Primary Principle – Taxes should be used primarily to fund government operations and not for economic incentives. Too often breaks have unintended consequences and fail to stimulate the economy.

Personal Income Tax

Eliminate AMT and all tax loans. Tax credits because those for race horses benefit the few at the expense belonging to the many.

Eliminate deductions of charitable contributions. So here is one tax payer subsidize another’s favorite charity?

Reduce a child deduction to a max of three of their own kids. The country is full, encouraging large families is get.

Keep the deduction of home mortgage interest. Buying strengthens and adds resilience to the economy. In the event the mortgage deduction is eliminated, as the President’s council suggests, the country will see another round of foreclosures and interrupt the recovery of the construction industry.

Allow deductions for expenses and interest on student education loans. It is effective for federal government to encourage education.

Allow 100% deduction of medical costs and health insurance. In business one deducts the associated with producing everything. The cost on the job is in part the repair off ones health.

Increase the tax rate to 1950-60s confiscatory levels, but allow liberal deductions for “investments in America”. Prior to the 1980s revenue tax code was investment oriented. Today it is consumption focused. A consumption oriented economy degrades domestic economic health while subsidizing US trading friends. The stagnating economy and the ballooning trade deficit are symptoms of consumption tax policies.

Eliminate 401K and IRA programs. All investment in stocks and bonds should be deductable in support taxed when money is withdrawn out from the investment advertises. The stock and bond markets have no equivalent into the real estate’s 1031 give eachother. The 1031 marketplace exemption adds stability into the real estate market allowing accumulated equity to be taken for further investment.

(Notes)

GDP and Taxes. Taxes can simply be levied as being a percentage of GDP. Quicker GDP grows the greater the government’s capacity to tax. Within the stagnate economy and the exporting of jobs along with the massive increase in debt there is very little way us states will survive economically without a massive trend of tax revenues. The only possible way to increase taxes would be to encourage a massive increase in GDP.

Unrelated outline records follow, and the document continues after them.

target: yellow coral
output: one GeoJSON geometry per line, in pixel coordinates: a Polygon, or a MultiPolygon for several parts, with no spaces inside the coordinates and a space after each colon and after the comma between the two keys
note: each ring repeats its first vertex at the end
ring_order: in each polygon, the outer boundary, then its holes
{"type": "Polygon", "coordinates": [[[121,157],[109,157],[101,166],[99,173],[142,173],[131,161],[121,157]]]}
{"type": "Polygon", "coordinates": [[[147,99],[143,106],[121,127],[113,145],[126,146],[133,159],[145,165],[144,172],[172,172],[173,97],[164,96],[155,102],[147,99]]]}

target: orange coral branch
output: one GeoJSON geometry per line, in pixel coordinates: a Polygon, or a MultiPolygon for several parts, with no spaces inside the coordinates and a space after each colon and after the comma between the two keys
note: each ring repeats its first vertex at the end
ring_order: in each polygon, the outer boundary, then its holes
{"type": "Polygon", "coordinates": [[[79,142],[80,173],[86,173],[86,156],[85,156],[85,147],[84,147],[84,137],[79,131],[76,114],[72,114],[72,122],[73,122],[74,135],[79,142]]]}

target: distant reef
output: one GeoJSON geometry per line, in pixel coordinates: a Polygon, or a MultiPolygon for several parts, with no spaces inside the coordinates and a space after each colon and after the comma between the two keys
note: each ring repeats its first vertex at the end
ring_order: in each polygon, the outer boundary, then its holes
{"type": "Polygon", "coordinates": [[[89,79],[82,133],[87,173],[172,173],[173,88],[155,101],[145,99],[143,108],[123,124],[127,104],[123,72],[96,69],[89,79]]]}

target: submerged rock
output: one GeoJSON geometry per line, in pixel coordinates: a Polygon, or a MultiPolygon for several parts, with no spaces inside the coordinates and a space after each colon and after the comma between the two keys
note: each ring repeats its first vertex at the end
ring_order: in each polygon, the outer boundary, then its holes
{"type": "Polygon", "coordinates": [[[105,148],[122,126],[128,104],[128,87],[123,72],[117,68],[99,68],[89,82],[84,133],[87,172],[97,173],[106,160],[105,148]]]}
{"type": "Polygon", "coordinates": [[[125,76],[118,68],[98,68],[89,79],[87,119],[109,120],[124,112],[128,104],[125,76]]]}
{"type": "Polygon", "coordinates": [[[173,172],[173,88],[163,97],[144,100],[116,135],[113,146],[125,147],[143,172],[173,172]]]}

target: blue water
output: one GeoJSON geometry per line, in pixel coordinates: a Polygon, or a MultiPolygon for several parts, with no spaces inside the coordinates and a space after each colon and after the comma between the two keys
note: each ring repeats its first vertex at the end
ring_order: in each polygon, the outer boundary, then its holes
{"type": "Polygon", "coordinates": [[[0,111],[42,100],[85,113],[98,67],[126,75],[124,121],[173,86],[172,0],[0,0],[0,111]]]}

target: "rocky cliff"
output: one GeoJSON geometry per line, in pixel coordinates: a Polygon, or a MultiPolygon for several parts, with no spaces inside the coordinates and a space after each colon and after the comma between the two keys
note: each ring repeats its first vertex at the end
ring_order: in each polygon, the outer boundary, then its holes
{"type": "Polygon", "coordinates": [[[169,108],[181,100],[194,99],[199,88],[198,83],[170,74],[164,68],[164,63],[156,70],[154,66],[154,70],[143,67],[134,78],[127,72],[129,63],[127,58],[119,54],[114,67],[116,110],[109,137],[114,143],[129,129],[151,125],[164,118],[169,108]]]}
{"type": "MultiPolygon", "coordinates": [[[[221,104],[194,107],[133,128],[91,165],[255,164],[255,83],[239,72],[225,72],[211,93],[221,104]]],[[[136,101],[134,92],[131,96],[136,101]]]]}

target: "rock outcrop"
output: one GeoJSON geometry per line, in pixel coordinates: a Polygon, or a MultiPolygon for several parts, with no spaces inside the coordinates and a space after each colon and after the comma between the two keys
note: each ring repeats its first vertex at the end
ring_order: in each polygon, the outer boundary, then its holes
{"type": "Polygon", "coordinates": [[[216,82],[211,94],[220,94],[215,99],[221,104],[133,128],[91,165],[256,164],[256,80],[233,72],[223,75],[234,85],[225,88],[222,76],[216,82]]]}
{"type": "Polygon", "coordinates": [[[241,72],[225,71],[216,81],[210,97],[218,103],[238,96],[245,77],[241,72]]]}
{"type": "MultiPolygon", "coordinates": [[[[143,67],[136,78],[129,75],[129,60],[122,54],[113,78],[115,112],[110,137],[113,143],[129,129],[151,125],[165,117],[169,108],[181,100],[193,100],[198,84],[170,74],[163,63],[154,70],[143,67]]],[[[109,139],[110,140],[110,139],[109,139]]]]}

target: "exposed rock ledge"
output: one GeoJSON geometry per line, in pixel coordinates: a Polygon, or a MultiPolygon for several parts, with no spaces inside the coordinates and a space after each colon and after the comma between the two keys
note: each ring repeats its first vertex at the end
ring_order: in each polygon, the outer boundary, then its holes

Encouraging Domestic Investment. Within 1950-60s taxes rates approached 90% for top income earners. The tax code literally forced huge salary earners to “Invest in America”. Such policies of deductions for pre paid interest, funding limited partnerships and other investments against earned income had the dual impact of skyrocketing GDP while providing jobs for the growing middle class. As jobs were come up with tax revenue from the very center class far offset the deductions by high efile Income Tax Return in India earners.

Today plenty of the freed income off the upper income earner has left the country for investments in China and the EU at the expense for the US method. Consumption tax polices beginning globe 1980s produced a massive increase inside of the demand for brand name items. Unfortunately those high luxury goods were excessively manufactured off shore. Today capital is fleeing to China and India blighting the manufacturing sector belonging to the US and reducing the tax base at a period when debt and a maturing population requires greater tax revenues.

The changes above significantly simplify personal income tax. Except for accounting for investment profits which are taxed on the capital gains rate which reduces annually based with a length of your capital is invested the amount of forms can be reduced to a couple of pages.